Das Stellenwachstum hat mit dem Arbeitsaufkommen jedoch nicht Schritt gehalten: Gab es 2014 bundesweit 443 Stellen in den Datenschutzbehörden, sind es 2019 nur 176 mehr. "Es gilt ein verschärftes Recht in Europa, aber die Rechtsdurchsetzung bleibt ein Stück dahinter zurück", sagte der Datenschutzbeauftragte aus Sachsen-Anhalt, Harald von Bose.

Bereits vor zwei Jahren war klar, dass aufgrund der DSGVO erhebliche Mehrarbeit anfallen wird. Ein Gutachten, das im Auftrag aller Landesbeauftragten für Datenschutz erstellt worden ist, ermittelte damals einen zusätzlichen Personalbedarf für jede Aufsichtsbehörde von insgesamt bis zu 32 Stellen, also bundesweit bis zu 512 Stellen mehr. Nur die Behörden in Baden-Württemberg und Nordrhein-Westfalen zeigten sich zufrieden mit ihrem Personalzuwachs.

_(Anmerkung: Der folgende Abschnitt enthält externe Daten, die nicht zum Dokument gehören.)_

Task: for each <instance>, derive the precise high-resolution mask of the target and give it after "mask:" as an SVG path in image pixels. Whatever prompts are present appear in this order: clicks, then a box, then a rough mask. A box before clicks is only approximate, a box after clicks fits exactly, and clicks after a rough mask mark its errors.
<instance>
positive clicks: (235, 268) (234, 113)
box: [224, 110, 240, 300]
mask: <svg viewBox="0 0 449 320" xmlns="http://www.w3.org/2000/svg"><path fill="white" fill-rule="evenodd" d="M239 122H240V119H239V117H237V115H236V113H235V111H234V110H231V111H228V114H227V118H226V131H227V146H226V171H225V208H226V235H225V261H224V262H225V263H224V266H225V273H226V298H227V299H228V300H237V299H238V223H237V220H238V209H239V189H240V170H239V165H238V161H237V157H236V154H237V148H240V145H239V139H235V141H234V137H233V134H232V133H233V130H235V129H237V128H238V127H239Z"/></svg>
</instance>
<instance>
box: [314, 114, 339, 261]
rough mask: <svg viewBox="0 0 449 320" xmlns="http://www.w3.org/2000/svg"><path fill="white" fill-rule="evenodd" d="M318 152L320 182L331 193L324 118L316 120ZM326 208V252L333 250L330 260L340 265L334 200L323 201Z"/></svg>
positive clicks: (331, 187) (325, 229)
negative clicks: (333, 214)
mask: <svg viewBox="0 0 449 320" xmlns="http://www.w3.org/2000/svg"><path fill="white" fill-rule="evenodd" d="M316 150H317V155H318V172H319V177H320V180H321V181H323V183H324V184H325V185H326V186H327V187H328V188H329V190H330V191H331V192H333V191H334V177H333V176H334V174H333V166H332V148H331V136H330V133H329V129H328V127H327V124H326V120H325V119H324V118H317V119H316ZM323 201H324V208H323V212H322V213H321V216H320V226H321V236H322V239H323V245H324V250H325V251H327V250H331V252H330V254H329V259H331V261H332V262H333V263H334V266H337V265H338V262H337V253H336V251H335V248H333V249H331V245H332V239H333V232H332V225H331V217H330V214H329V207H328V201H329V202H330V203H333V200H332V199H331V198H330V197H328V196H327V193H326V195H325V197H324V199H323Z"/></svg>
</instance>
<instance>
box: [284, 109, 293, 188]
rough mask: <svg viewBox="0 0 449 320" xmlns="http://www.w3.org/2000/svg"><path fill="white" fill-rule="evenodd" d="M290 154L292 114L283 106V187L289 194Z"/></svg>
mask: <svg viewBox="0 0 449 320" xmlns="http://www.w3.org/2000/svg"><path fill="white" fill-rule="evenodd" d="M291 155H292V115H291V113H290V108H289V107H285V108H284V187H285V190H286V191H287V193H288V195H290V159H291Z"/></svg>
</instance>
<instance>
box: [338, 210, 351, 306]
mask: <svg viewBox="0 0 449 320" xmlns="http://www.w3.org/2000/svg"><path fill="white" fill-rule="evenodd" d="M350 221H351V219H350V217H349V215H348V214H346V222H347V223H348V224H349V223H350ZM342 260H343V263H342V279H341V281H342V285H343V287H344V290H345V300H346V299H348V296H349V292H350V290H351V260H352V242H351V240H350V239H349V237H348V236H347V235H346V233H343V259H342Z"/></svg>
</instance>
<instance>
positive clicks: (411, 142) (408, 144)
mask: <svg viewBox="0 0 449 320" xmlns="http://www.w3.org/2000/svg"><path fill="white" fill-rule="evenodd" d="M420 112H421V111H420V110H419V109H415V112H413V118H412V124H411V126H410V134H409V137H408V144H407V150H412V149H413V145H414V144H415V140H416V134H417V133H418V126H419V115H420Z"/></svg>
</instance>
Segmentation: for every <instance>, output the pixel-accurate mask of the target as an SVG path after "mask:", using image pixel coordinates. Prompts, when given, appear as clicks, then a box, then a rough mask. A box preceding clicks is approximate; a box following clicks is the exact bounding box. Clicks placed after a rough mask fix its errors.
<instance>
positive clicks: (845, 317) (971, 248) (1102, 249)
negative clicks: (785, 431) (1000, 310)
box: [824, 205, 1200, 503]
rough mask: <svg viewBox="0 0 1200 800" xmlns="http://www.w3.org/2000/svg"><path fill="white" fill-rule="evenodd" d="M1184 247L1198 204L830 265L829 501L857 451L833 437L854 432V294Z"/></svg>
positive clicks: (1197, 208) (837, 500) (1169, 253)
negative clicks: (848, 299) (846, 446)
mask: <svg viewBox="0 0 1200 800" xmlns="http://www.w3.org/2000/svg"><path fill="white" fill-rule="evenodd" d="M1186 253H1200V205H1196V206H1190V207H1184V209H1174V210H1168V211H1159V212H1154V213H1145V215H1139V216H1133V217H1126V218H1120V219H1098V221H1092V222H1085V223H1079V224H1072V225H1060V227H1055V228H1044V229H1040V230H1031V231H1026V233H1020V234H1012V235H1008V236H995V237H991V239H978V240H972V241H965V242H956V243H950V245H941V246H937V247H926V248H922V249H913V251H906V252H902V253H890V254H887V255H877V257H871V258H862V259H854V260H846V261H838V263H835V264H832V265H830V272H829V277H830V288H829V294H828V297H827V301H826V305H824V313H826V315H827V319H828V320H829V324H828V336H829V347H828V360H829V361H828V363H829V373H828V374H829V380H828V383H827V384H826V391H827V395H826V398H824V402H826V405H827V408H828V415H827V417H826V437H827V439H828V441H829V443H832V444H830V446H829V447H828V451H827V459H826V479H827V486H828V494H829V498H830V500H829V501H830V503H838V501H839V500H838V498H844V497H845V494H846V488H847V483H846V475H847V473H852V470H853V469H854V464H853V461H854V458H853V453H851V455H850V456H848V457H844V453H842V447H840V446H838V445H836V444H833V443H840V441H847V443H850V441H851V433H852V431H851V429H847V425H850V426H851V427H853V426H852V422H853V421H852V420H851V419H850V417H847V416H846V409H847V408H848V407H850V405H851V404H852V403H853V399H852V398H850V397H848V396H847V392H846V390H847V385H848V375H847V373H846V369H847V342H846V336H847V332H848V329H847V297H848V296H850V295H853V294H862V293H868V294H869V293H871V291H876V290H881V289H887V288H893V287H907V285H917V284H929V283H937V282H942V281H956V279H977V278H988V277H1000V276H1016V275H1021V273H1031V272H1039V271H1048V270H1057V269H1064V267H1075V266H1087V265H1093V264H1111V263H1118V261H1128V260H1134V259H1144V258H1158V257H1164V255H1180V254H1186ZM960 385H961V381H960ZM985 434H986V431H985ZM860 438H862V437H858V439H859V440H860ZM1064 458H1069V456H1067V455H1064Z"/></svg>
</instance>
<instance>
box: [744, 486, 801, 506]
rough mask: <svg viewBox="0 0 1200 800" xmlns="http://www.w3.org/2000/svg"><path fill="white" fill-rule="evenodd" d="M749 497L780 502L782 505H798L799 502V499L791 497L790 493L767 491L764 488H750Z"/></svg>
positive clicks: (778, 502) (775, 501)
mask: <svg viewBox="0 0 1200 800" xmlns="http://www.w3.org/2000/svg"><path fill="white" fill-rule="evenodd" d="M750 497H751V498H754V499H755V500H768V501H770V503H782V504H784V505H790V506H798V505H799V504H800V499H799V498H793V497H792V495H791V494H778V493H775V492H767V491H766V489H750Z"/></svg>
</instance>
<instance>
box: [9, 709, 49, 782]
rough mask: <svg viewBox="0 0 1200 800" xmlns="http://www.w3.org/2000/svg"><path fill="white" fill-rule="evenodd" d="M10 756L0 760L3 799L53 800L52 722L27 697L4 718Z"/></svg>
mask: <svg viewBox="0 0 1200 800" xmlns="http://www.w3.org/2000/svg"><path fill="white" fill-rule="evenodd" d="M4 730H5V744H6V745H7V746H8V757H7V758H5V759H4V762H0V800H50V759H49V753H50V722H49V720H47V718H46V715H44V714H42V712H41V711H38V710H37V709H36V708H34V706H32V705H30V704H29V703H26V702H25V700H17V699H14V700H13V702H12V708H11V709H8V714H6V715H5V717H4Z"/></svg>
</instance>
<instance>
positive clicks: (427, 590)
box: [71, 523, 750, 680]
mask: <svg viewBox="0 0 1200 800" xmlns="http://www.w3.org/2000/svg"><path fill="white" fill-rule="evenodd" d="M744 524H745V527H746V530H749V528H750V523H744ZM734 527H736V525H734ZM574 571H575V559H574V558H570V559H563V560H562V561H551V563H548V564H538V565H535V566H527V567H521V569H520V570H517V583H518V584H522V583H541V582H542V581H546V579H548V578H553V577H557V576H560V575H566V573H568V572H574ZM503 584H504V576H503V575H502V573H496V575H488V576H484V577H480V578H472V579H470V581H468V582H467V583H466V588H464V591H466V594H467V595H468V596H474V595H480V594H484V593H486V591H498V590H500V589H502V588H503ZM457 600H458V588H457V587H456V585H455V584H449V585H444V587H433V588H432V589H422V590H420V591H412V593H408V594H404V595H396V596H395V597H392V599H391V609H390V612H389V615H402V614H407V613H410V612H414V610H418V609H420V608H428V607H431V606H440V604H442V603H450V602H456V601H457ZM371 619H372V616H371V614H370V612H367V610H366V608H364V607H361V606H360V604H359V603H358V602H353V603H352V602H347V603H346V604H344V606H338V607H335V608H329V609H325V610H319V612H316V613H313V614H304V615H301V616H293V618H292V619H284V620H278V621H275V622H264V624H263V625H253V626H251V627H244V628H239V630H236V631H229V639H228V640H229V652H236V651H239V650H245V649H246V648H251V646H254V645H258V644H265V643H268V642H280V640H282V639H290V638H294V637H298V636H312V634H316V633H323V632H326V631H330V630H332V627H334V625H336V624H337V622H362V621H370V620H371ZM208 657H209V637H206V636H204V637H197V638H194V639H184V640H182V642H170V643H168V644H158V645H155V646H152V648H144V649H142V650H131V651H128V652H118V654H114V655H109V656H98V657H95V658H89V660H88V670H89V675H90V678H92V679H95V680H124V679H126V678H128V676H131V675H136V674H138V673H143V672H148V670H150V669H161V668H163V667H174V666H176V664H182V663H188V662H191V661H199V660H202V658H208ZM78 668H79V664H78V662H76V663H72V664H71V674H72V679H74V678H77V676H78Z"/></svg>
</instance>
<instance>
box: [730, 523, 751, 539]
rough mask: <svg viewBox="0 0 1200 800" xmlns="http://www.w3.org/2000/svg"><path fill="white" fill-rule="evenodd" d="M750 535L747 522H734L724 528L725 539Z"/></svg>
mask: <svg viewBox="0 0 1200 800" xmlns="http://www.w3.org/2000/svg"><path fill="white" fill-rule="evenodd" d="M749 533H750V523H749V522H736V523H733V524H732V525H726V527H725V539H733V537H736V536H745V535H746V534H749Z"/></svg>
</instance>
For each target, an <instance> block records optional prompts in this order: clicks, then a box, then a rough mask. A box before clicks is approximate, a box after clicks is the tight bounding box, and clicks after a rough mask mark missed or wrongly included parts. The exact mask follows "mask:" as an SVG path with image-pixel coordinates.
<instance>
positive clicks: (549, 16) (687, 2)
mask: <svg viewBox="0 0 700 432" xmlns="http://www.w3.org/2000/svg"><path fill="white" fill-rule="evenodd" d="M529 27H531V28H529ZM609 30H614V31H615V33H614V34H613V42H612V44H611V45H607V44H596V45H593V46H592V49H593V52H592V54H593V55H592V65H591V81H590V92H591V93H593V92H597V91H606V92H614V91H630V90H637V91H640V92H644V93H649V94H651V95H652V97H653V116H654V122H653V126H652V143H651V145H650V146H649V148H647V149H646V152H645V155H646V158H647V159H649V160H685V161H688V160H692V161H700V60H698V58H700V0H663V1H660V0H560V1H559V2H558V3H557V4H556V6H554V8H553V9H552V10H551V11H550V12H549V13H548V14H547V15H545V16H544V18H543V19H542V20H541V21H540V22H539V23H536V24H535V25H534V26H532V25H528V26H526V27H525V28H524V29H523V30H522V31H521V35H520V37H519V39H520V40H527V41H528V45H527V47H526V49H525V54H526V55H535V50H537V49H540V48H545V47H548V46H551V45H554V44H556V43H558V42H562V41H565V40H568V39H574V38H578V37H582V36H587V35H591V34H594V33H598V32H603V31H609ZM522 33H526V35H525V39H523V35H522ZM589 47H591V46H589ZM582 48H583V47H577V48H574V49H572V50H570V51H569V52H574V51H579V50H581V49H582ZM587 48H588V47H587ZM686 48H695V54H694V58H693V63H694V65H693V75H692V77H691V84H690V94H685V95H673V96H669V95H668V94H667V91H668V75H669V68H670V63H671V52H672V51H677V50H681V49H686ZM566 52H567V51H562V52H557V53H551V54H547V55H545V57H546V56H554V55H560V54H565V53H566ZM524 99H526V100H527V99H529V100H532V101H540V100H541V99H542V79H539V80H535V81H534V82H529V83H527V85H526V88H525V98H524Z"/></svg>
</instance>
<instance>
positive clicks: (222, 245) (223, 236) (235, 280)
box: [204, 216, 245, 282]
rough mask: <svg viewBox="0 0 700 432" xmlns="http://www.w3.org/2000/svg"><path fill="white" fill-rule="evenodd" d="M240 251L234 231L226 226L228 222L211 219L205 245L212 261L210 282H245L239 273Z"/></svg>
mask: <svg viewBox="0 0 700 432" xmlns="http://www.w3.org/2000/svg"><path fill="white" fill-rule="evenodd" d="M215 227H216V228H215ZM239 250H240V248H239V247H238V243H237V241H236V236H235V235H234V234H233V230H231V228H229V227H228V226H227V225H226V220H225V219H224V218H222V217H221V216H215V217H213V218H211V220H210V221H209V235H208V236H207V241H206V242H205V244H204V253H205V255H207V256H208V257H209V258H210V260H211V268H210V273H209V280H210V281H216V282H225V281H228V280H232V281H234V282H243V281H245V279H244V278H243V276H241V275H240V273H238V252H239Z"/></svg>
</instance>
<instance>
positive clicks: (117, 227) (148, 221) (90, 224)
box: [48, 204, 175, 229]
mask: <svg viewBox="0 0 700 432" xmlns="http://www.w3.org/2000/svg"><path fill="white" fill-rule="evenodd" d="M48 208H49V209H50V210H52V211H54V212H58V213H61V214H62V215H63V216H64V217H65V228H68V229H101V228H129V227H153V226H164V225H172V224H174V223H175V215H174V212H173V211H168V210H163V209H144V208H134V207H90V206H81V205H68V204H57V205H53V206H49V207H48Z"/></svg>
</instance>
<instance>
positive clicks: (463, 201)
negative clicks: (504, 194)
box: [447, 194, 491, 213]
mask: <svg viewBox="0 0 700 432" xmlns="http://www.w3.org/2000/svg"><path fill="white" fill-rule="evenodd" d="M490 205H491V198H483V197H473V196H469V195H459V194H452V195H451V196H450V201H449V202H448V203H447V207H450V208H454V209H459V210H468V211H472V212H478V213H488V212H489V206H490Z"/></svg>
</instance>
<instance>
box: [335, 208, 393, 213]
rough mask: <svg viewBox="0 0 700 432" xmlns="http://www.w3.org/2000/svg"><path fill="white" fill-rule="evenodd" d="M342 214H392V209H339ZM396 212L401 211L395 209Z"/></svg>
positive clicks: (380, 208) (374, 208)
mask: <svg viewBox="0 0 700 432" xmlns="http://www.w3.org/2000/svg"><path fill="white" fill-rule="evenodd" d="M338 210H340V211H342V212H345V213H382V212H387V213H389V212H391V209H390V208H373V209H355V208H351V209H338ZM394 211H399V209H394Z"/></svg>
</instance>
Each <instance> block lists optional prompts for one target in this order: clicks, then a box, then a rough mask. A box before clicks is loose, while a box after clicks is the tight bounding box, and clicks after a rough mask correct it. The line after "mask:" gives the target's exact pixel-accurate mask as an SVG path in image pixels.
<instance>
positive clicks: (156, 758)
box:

Schon vor Einführung der DSGVO waren die Datenschutzbehörden in weiten Teilen personell schlecht aufgestellt. "Meine Behörde verfügt derzeit, Anfang 2017, über fast die gleiche Anzahl von Stellen (21) wie zur Anfangszeit ihres Bestehens (1993 19 Stellen), obwohl sich die Aufgaben seither [...] enorm ausgeweitet haben", hielt der sächsische Datenschutzbeauftragte Andreas Schurig bereits 2017 in einem Bericht fest.